Martin Kleppmann has some great blogs about this as well .
On audit logs in particular, we have a post on our blog, which discusses how to use CDC for that, focusing in particular on enriching change events with additional metadata like business user performing a given change by means of stream processing .
One advantage of log-based CDC over trigger-based approaches is that it doesn't impact latency of transactions, as it runs fully asynchronously from writing transactions, reading changes from the WAL of the database.
Disclaimer: I work on Debezium
I've been thinking about your "transaction" pattern more, and I was wondering - Why don't you stream the transaction metadata directly to a kafka "transaction_context_data" topic? Would writing some of the data to the db while writing some of the data directly to kafka make it less consistent during faults?
The reason I ask: I'm curious what it would look like to use this pattern for an entire application, I think it could be a very powerful way todo "event sourcing lite" while still working with traditional ORMs. Would writing an additional transaction_metadata row for most of the application insert/updates slow things down? Too many writes to that table?
Yes, this kind of "dual writes" are prone to inconsistencies. If either the DB transaction rolls back, or the Kafka write fails, you'll end up with inconsistent data. Discussing this in a larger context in the outbox pattern post . This sort of issue is avoided when writing the metadata to a separate table as part of the DB transaction, which either will be committed or rolled back as one atomic unit.

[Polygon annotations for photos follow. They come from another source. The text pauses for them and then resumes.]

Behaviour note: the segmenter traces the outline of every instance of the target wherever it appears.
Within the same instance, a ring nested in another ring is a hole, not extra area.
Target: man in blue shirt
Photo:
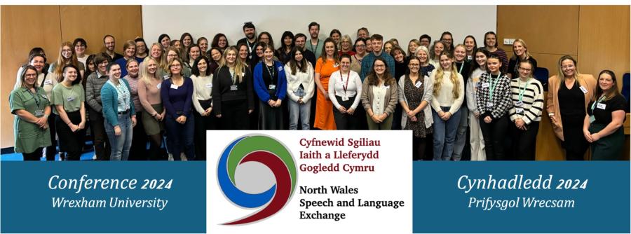
[[[386,60],[386,64],[388,65],[388,69],[390,70],[390,73],[392,74],[392,76],[394,77],[395,74],[395,67],[394,67],[394,59],[392,58],[392,56],[390,56],[388,53],[383,53],[384,52],[384,36],[379,34],[374,34],[370,37],[371,43],[372,43],[372,53],[364,57],[364,59],[362,60],[362,74],[360,74],[360,78],[362,78],[362,81],[364,81],[364,79],[366,78],[366,76],[370,74],[372,69],[372,64],[374,62],[374,59],[379,57],[383,57],[384,60]]]

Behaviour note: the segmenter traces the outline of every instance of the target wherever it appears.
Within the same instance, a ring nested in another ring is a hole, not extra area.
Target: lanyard
[[[348,89],[348,80],[351,79],[351,70],[348,70],[348,74],[346,74],[346,85],[342,85],[342,88],[344,90],[344,97],[346,96],[346,90]],[[339,70],[339,80],[341,82],[344,82],[344,76],[341,74],[341,70]]]
[[[313,43],[311,43],[311,40],[309,40],[309,47],[311,48],[311,52],[316,53],[316,50],[318,49],[318,46],[320,46],[320,40],[318,40],[318,43],[316,44],[316,49],[313,49]]]
[[[265,68],[267,69],[267,73],[269,74],[269,79],[273,80],[274,79],[274,74],[276,73],[274,71],[273,63],[272,63],[272,69],[271,70],[269,69],[269,66],[267,66],[267,64],[264,62],[263,64],[265,65]]]
[[[604,100],[606,97],[606,96],[600,97],[600,98],[599,98],[597,101],[592,104],[592,115],[594,115],[594,108],[596,108],[596,104],[600,103],[600,102]]]
[[[526,85],[524,85],[523,89],[522,88],[522,85],[521,85],[522,80],[520,80],[518,81],[519,83],[517,83],[517,86],[520,88],[520,95],[518,96],[518,97],[520,99],[520,102],[522,102],[522,99],[524,98],[524,92],[526,92],[526,88],[528,87],[528,85],[530,84],[530,79],[531,79],[531,78],[529,78],[528,81],[526,81]]]
[[[37,105],[37,109],[39,109],[39,104],[41,103],[40,102],[41,102],[41,101],[40,100],[40,99],[36,97],[36,96],[39,96],[39,95],[34,95],[32,92],[31,92],[31,90],[29,88],[27,88],[27,92],[28,92],[29,94],[31,95],[31,97],[33,97],[33,99],[35,100],[35,104]],[[36,89],[35,90],[35,92],[36,94],[36,92],[37,92]],[[594,108],[592,108],[592,109],[593,110]]]
[[[490,78],[493,79],[493,76],[490,73],[489,74],[489,77]],[[493,91],[495,90],[495,88],[497,87],[497,83],[498,83],[498,81],[499,81],[499,79],[501,77],[502,77],[502,73],[501,71],[499,73],[499,74],[497,75],[497,78],[495,80],[495,83],[494,83],[493,85],[489,88],[489,99],[491,101],[493,101]]]

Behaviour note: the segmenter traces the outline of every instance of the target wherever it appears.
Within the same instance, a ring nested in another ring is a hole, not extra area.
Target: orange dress
[[[329,91],[329,77],[331,74],[339,69],[339,65],[334,61],[328,60],[323,64],[322,58],[318,59],[316,62],[316,73],[320,74],[320,83],[324,87],[325,90]],[[316,102],[316,120],[313,127],[321,130],[334,130],[335,120],[333,119],[333,103],[327,100],[322,92],[316,89],[318,99]]]

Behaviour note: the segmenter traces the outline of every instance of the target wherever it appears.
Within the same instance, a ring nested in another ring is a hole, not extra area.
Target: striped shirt
[[[527,83],[516,78],[510,80],[510,90],[511,99],[515,104],[508,110],[510,121],[521,118],[526,124],[530,124],[532,121],[541,121],[541,111],[543,109],[543,86],[541,83],[535,78],[531,78]],[[523,92],[521,100],[523,104],[517,106],[521,92]],[[523,111],[520,110],[520,113],[517,113],[517,108],[522,108]]]

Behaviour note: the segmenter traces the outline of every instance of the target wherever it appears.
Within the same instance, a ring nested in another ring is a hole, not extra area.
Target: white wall
[[[436,40],[449,31],[456,44],[470,34],[482,46],[484,34],[496,31],[496,6],[143,6],[142,30],[148,44],[163,33],[179,39],[188,32],[195,40],[206,37],[209,43],[222,32],[234,45],[244,37],[243,22],[252,21],[257,33],[271,34],[278,47],[283,32],[308,36],[307,26],[316,21],[320,25],[320,38],[338,29],[355,40],[357,29],[365,27],[371,34],[380,34],[385,40],[396,38],[407,46],[423,34]]]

> Would writing an additional transaction_metadata row for most of the application insert/updates slow things down?
You'd just do one insert into the metadata table per transaction. As change events themselves contain the transaction id, and that metadata table is keyed by transaction id, you can correlate the events downstream. So the overhead depends on how many operations you in your transactions already. Assuming you don't do just a single insert or update, but rather some select(s) and then some writes, the additional insert into the transaction metadata table typically shouldn't make a substantial difference.
Another option, exclusive to Postgres, would be to use write an event for the transaction metadata solely to the WAL using pg_logical_emit_message(), i.e. it won't be materialized in any table. It still can be picked up via logical decoding, we still need to add support for that record type to Debezium though (contributions welcome :).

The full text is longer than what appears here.